Татьяна Стекольникова - Здравствуй, Гр-р!
3. Я надеваю бронежилет.
Паша не выпустил меня из музея, пока в холле не появился Громов. Вывели меня опять под конвоем.
— Громов, ты еще руки мне заломи и голову пригни — как в кино, когда злодеев в машину сажают, — прошипела я, забираясь в джип.

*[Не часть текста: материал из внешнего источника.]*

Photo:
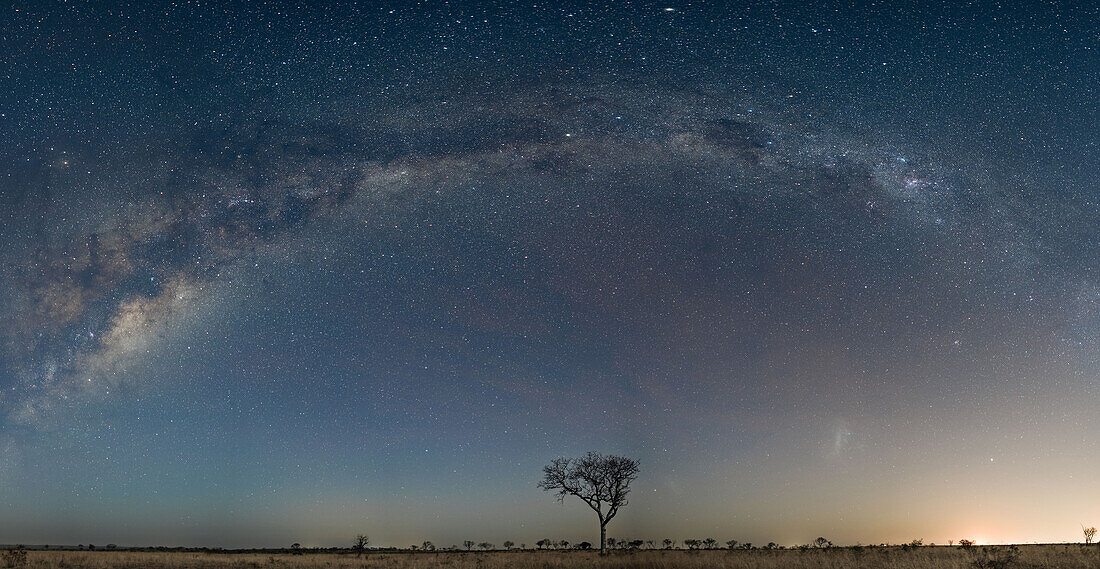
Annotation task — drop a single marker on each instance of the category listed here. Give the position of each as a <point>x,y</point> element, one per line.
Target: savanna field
<point>994,557</point>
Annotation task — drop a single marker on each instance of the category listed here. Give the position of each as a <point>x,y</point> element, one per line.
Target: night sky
<point>284,272</point>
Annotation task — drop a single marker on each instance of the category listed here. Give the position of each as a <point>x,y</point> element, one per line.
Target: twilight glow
<point>293,273</point>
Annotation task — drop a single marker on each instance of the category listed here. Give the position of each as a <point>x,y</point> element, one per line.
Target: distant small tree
<point>14,557</point>
<point>360,544</point>
<point>602,482</point>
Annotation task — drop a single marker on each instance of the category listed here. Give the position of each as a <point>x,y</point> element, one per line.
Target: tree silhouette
<point>602,482</point>
<point>360,545</point>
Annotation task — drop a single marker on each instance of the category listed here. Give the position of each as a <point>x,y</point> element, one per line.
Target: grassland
<point>1024,557</point>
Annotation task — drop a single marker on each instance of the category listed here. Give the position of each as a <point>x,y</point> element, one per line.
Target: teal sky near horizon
<point>293,273</point>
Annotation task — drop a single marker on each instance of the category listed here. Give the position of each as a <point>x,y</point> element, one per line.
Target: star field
<point>289,273</point>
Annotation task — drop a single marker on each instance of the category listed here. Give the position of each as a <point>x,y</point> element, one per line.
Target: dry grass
<point>1026,557</point>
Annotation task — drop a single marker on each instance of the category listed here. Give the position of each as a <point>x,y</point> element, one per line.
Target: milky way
<point>752,283</point>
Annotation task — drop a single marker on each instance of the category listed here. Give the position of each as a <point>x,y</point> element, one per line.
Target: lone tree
<point>602,482</point>
<point>360,545</point>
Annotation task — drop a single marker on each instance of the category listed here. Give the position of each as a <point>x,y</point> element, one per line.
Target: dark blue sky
<point>290,273</point>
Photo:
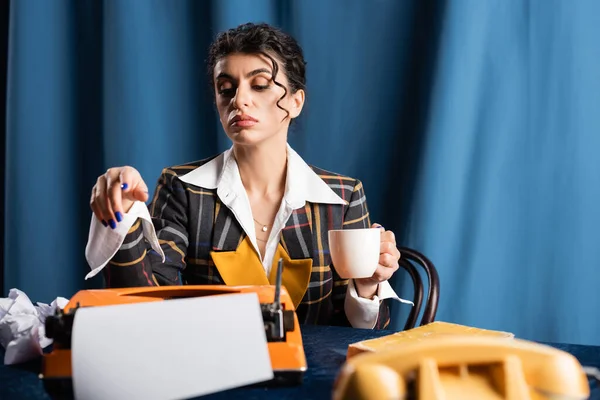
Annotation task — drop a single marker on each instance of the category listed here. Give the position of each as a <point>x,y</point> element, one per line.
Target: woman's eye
<point>227,91</point>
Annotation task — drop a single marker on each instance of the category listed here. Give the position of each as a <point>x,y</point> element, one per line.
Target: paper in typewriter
<point>170,349</point>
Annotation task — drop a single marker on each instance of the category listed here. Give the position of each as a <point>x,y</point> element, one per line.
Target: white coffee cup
<point>355,252</point>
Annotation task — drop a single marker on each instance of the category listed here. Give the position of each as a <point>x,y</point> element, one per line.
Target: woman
<point>228,219</point>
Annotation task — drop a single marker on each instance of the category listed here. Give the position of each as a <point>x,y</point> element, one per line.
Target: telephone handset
<point>463,367</point>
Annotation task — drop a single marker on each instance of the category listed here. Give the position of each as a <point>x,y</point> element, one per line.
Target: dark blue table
<point>325,351</point>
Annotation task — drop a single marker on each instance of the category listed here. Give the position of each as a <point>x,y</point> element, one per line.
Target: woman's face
<point>246,98</point>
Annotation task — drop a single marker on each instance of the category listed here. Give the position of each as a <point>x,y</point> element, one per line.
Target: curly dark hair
<point>262,39</point>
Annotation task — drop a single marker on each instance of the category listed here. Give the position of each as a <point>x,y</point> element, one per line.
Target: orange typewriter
<point>281,327</point>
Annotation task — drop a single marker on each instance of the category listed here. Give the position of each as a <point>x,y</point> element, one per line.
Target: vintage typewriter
<point>281,327</point>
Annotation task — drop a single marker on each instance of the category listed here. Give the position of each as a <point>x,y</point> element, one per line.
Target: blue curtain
<point>473,125</point>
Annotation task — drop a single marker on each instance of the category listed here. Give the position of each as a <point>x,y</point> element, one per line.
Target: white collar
<point>302,183</point>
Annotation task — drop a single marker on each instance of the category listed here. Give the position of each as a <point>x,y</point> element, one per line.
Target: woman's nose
<point>242,97</point>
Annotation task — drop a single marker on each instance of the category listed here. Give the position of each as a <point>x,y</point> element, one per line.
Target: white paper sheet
<point>173,349</point>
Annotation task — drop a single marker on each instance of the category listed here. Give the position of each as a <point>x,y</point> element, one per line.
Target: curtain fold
<point>473,126</point>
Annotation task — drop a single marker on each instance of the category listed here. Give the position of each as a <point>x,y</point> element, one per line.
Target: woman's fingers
<point>115,192</point>
<point>114,197</point>
<point>133,186</point>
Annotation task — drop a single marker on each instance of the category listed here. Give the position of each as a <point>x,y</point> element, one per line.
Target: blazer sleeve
<point>357,217</point>
<point>136,263</point>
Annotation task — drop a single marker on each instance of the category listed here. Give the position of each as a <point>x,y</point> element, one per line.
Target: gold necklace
<point>264,227</point>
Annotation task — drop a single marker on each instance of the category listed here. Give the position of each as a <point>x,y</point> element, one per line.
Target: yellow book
<point>430,331</point>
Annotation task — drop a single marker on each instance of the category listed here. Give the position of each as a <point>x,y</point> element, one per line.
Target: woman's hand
<point>115,192</point>
<point>388,264</point>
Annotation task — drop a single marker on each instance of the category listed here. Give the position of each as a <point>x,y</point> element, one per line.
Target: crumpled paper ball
<point>22,329</point>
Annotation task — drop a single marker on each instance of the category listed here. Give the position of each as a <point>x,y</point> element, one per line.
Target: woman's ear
<point>297,103</point>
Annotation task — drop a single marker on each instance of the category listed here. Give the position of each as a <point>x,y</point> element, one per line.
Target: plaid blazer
<point>191,222</point>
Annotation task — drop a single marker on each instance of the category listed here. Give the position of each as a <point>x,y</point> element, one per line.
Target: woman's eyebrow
<point>224,75</point>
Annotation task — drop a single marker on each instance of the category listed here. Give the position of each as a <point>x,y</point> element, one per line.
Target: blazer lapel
<point>227,233</point>
<point>296,237</point>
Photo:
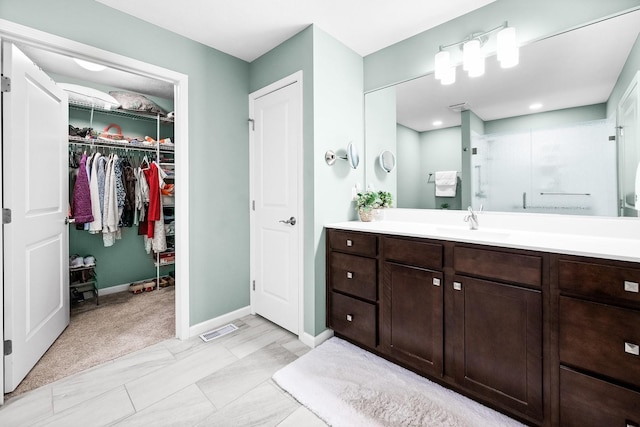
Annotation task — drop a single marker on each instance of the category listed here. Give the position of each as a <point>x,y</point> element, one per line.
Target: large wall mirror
<point>575,154</point>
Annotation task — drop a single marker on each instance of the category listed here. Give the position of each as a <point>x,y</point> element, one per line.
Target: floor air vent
<point>217,333</point>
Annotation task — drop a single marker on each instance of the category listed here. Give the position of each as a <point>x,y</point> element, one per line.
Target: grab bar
<point>565,194</point>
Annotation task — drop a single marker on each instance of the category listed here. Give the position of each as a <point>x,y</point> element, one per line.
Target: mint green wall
<point>332,76</point>
<point>439,151</point>
<point>411,176</point>
<point>631,67</point>
<point>218,110</point>
<point>547,119</point>
<point>380,134</point>
<point>533,20</point>
<point>338,119</point>
<point>471,125</point>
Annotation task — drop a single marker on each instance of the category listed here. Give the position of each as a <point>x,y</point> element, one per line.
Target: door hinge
<point>6,216</point>
<point>6,84</point>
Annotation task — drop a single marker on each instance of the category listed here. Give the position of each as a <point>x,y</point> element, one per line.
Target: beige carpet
<point>121,324</point>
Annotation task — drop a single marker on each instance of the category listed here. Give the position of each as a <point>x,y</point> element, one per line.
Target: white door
<point>35,247</point>
<point>276,148</point>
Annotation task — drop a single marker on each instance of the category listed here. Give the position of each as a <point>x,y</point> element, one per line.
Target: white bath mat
<point>347,386</point>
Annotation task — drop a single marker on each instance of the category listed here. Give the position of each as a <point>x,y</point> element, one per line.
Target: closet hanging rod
<point>128,146</point>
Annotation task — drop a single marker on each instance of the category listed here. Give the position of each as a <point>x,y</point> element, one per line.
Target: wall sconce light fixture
<point>352,156</point>
<point>472,55</point>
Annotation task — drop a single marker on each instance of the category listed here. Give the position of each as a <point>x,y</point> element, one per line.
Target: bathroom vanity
<point>541,325</point>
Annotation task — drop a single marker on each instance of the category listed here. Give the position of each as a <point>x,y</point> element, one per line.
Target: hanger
<point>145,160</point>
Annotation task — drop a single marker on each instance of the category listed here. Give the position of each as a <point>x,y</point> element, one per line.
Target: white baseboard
<point>312,341</point>
<point>200,328</point>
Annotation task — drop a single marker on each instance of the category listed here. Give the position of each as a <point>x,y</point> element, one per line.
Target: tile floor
<point>225,382</point>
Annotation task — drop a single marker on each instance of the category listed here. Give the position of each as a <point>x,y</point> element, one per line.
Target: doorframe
<point>634,85</point>
<point>21,34</point>
<point>286,81</point>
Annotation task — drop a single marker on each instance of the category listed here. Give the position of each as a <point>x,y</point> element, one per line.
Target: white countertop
<point>609,238</point>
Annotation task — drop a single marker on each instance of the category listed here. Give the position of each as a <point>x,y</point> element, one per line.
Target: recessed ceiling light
<point>91,66</point>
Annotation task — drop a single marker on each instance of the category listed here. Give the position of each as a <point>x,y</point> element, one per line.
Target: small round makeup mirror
<point>352,155</point>
<point>387,161</point>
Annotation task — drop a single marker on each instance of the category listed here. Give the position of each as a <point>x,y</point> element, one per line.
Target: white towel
<point>446,183</point>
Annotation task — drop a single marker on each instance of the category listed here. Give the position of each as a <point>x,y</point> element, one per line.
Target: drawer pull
<point>632,348</point>
<point>631,286</point>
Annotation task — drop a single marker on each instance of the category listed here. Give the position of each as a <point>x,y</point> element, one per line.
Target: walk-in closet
<point>121,213</point>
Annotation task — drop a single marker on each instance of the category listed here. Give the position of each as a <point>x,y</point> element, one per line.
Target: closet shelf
<point>135,115</point>
<point>117,144</point>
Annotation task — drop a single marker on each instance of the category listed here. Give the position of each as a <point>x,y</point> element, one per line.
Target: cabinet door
<point>499,343</point>
<point>412,316</point>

— Надо будет — и пригну… Ты же слушаться обещала… Соню сегодня пытались отравить… Если бы не бдительность Дэна — он у Соньки дежурил, Денис, еще один наш сотрудник, — конец бы ей пришел. Такой дрянью Катя накачала фрукты — откуда только берет… Дэн передачу — мандарины обычные — перехватил, ребятам на экспертизу отправил. А так как дело на особом контроле, анализ сделали быстро. Кто передал — неизвестно, баба какая-то, она санитарке сказала, что попросили на улице передать, мандарином за это угостили… Катя в Энске… А ты сейчас наденешь бронежилет…
— Гринь, с ума сошел?
— Возможно. Но ты наденешь бронежилет…
Спорить бессмысленно — это я поняла по бровям Громова, съехавшимся у переносицы. Пришлось снять жакет, потом пиджак. Пиджак на бронежилет не налезал.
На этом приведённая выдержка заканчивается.